Hello fellow nurses,
I need your input! I work for a large hospital system in Texas. Recently management rolled out a class that is mandatory for all nurses. It's called "Advancing Acute Care Nursing" and this class entails is teaching how to titrate drip medications that are typically reserved for IMU/ICU. Some of the medications include Diltiazem, Epinephrine, Lidocaine , Vasopressin etc.

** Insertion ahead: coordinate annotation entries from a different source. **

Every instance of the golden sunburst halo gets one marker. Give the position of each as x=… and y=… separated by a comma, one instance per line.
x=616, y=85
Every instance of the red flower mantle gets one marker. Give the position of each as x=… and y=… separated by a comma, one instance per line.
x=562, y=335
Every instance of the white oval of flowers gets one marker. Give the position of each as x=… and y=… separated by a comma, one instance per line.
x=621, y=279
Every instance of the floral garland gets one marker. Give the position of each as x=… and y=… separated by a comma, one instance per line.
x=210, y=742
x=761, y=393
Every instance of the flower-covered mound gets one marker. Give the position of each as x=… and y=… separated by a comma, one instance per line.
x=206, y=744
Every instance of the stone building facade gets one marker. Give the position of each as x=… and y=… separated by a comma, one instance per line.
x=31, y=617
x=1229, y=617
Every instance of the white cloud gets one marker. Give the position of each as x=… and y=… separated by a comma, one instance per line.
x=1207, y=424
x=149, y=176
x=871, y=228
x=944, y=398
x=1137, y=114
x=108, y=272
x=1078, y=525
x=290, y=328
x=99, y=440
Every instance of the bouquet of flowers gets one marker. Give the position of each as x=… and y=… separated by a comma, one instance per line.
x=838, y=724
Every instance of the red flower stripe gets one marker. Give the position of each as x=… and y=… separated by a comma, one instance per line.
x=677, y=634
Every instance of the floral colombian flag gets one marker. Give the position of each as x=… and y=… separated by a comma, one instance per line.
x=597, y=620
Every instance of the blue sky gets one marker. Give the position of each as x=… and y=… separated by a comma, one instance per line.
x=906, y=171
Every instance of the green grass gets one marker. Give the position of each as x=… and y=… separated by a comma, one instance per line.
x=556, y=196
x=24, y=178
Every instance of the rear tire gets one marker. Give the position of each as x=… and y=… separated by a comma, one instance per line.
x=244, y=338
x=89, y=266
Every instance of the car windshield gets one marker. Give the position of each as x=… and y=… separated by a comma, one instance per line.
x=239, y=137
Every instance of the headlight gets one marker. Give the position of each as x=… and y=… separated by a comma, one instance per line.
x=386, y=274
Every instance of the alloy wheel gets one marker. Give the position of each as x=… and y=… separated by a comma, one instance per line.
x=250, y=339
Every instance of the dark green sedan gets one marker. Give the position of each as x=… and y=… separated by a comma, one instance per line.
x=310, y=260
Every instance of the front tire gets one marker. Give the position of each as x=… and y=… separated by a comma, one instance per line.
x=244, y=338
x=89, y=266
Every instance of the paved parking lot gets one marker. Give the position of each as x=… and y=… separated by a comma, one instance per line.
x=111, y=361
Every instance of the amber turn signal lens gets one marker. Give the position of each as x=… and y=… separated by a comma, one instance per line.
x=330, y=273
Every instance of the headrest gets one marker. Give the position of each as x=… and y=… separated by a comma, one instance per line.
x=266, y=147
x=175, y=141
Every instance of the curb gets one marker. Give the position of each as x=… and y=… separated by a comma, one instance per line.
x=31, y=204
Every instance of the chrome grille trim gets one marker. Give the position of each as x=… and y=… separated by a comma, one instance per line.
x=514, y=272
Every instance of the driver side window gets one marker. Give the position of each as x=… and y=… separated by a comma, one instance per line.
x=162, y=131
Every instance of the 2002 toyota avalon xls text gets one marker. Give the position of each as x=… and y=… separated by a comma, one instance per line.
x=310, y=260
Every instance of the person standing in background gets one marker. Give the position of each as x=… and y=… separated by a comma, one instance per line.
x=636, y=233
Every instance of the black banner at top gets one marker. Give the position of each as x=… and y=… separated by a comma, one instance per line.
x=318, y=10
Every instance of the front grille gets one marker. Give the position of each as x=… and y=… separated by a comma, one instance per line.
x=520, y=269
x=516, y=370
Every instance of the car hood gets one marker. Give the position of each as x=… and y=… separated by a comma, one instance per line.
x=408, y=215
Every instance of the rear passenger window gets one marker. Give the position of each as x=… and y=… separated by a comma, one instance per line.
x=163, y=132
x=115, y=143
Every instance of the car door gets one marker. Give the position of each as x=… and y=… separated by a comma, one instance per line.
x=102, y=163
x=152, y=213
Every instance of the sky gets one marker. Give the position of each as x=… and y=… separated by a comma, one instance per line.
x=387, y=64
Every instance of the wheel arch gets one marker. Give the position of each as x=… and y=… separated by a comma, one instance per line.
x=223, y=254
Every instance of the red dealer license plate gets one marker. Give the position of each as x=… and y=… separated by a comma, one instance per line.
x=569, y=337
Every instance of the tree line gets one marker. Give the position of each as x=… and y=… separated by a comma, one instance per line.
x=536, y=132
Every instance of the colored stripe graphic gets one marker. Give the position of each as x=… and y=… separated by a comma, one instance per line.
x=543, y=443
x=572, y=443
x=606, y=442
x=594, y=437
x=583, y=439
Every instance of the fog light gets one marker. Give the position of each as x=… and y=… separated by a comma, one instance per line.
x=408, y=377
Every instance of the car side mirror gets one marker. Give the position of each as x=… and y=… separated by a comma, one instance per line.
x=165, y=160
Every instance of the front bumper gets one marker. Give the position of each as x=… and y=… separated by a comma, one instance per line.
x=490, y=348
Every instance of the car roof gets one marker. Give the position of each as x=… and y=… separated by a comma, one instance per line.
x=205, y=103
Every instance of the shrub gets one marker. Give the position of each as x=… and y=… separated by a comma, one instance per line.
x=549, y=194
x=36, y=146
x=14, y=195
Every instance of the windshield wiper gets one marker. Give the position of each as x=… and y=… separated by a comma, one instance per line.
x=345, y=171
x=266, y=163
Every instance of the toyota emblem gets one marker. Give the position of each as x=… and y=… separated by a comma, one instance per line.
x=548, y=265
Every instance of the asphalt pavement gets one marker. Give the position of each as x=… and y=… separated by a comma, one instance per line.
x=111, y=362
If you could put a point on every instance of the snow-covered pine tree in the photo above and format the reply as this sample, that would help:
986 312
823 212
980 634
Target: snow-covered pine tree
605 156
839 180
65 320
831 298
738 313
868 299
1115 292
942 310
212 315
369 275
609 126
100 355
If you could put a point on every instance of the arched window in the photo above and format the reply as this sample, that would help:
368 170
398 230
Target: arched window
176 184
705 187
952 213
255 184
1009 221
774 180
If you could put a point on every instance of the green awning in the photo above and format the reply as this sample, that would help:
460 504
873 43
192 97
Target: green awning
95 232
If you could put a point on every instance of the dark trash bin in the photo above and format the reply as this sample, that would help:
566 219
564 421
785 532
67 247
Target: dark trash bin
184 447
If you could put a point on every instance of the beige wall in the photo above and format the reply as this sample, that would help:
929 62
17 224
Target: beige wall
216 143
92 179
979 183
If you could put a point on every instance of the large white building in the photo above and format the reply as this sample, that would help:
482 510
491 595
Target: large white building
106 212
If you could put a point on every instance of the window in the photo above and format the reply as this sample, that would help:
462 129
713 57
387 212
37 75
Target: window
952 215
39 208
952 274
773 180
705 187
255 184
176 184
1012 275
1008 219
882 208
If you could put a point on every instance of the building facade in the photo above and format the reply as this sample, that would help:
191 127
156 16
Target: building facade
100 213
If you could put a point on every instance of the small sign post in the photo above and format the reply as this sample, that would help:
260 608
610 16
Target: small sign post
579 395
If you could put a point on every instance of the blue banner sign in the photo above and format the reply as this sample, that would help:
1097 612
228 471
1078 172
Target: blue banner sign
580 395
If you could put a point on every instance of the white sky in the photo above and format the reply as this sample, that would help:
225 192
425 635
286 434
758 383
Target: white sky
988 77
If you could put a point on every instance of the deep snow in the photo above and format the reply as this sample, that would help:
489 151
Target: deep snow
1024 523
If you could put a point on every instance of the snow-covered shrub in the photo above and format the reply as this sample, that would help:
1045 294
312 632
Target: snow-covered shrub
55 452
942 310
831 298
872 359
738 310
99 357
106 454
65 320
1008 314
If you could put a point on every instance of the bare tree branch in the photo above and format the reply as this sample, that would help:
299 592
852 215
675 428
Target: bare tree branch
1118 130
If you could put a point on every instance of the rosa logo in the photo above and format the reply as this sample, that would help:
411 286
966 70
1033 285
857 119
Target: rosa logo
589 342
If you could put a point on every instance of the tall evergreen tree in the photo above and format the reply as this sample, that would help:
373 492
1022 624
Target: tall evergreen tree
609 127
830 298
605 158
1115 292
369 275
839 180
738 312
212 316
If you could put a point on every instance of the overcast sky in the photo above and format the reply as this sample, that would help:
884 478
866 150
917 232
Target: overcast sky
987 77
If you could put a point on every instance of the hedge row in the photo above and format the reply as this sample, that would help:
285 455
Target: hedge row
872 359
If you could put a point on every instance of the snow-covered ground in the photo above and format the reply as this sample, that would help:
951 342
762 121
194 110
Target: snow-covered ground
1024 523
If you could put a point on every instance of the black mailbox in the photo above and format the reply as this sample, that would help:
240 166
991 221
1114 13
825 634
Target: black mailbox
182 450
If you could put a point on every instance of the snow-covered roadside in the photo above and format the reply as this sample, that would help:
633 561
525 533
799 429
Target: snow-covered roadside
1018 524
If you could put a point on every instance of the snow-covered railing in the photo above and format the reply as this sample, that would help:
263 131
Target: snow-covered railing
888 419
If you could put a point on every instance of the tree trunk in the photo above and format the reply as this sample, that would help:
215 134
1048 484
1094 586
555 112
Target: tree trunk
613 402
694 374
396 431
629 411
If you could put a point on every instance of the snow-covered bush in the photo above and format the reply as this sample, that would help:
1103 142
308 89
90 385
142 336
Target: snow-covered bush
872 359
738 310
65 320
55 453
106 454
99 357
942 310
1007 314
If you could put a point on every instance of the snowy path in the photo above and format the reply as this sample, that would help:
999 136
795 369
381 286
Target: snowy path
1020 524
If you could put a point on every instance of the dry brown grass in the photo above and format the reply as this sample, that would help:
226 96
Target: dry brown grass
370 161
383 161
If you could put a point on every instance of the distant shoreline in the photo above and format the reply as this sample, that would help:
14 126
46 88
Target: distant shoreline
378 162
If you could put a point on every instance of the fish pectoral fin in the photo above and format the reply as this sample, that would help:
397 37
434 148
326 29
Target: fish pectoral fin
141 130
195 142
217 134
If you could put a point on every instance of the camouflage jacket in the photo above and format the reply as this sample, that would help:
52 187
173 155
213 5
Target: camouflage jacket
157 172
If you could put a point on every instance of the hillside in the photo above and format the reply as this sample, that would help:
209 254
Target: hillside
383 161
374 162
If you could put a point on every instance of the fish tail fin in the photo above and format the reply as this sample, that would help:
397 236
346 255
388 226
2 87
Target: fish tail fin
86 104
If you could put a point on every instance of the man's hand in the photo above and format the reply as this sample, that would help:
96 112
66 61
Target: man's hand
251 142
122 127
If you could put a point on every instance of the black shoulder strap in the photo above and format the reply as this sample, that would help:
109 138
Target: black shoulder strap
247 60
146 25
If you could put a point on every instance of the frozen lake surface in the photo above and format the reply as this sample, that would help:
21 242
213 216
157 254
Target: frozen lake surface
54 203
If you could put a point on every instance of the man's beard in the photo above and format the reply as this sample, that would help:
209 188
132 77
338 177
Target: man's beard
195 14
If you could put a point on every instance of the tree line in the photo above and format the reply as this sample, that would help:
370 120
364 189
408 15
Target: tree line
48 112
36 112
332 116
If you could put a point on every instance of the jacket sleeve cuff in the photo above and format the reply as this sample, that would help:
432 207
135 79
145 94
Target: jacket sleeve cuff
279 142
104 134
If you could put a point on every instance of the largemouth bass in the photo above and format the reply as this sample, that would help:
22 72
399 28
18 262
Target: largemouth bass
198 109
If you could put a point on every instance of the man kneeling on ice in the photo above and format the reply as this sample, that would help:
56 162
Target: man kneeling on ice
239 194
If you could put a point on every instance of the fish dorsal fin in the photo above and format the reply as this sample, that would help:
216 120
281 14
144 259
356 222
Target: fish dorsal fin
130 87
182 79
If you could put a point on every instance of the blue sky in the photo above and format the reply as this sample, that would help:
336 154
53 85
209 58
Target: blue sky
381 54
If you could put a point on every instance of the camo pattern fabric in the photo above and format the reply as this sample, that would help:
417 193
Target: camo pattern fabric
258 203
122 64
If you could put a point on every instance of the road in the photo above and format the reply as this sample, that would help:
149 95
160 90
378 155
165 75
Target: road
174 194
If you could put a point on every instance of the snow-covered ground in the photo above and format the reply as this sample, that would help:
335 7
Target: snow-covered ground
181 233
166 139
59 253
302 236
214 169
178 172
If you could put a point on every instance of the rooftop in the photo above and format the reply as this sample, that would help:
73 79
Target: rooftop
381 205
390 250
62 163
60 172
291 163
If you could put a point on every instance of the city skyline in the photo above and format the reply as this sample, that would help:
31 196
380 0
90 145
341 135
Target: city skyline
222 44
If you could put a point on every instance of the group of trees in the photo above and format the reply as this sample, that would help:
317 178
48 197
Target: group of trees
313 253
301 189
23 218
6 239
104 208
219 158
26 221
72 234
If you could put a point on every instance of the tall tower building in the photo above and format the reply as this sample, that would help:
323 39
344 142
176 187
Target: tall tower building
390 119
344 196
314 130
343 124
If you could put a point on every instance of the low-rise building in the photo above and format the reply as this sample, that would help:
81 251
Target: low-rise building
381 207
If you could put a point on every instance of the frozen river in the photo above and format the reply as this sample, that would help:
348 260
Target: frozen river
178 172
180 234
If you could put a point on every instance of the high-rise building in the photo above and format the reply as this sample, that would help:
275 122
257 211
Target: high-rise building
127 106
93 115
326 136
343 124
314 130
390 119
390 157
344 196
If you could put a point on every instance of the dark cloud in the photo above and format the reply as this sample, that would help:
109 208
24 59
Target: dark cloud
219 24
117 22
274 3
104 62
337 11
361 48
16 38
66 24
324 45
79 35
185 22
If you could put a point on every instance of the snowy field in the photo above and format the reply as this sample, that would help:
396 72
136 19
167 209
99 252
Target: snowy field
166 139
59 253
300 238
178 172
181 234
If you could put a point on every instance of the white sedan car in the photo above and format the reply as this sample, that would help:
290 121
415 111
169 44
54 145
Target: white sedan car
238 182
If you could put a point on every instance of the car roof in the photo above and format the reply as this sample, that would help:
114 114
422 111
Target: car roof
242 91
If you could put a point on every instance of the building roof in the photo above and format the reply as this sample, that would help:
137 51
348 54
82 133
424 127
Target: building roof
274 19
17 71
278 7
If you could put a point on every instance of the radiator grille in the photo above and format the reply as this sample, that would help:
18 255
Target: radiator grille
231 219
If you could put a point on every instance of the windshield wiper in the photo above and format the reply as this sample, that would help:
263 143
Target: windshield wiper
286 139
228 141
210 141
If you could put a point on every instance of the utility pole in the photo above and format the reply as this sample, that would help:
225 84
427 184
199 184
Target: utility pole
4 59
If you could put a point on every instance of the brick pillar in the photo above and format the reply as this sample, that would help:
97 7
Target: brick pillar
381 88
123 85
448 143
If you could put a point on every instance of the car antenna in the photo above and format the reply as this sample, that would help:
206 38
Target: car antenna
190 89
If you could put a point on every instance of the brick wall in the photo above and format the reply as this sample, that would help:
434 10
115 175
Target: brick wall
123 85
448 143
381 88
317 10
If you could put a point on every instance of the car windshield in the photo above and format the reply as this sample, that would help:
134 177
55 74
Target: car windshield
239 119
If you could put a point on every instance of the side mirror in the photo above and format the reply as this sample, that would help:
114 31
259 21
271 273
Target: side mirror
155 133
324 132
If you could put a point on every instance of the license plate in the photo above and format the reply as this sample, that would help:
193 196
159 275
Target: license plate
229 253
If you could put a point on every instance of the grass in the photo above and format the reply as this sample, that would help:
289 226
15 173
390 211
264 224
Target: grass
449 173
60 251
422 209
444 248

Here is the issue, after this class we will be expected to start these medications on med/surg floors. Management is pushing for this because "we cannot delay patient care". Of course this comes with huge issues, which we have brought up to management. Is our patient to nurse ratio going to change if we are expected to do this? These drugs require much closer monitoring so are we expected to do this with 5-6 patients as it is currently? Management has given us no clear answer about this and has made statements such as, "well you're nurses, you can't hang a medication when it's ordered?" And specifically regarding the concern with the amount of patients we take now and how are we supposed to do this with patient's who need much closer monitoring while on these drips, management has told us that, "Other hospitals are also doing this". This doesn't make me feel any better but I want to know if this is indeed true. Is this a new thing at your hospital on the med/surg floors? I would love to hear back specifically from med/surg nurses in Texas.
In talking to my nurse friends from other states they have all said no, it's not a thing. Thanks in advance guys! Appreciate you!